The Girl from Junchow
Lydia Ivanovna is The Girl From Junchow. When Lydia was five, she and her Russian mother went to China to escape the Bolsheviks, leaving behind Lydia’s father, Jens Friis, a Danish engineer, whom she and her mother believed had been killed by the Bolsheviks. In 1929, after her mother’s death, Lydia learns that her father is alive and a prisoner in Siberia. She longs to see her father again. She leaves China with her half-brother, Alexei, and her self-appointed protector, a Cossack named Popkov. Their journey to Russia brings many dangers, friends, false friends, and betrayals. In Moscow, where Jens Friis has been transferred to a secret prison, Lydia renews her love affair with Chang An Lo, her Chinese Communist lover from Junchow. Not only is Chang in Moscow as a delegate from Mao Tse-Tung, but he has knowledge of Jens Friis’s whereabouts. He helps Lydia and Alexei in their efforts to rescue their father. Chang also has knowledge concerning the truth about Lydia’s brother, Alexei.
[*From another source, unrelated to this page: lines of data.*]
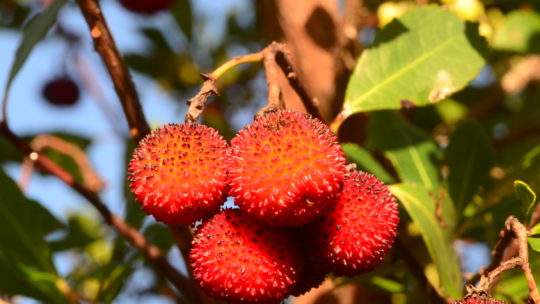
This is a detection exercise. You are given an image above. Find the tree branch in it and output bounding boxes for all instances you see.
[0,122,200,304]
[75,0,149,141]
[467,216,540,303]
[186,42,321,123]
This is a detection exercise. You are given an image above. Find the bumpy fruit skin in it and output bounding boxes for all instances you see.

In this immediate sequel to The Russian Concubine, Kate Furnivall has created a remarkable heroine in 17-year-old Lydia, who is young and vulnerable yet headstrong and fearless. This is a believable depiction of survival in Stalin’s Communist Russia. Ms Furnivall’s descriptions are powerful, bringing the reader completely into the setting. She has developed characters that are well balanced and believable. The plotting and pace are breathless.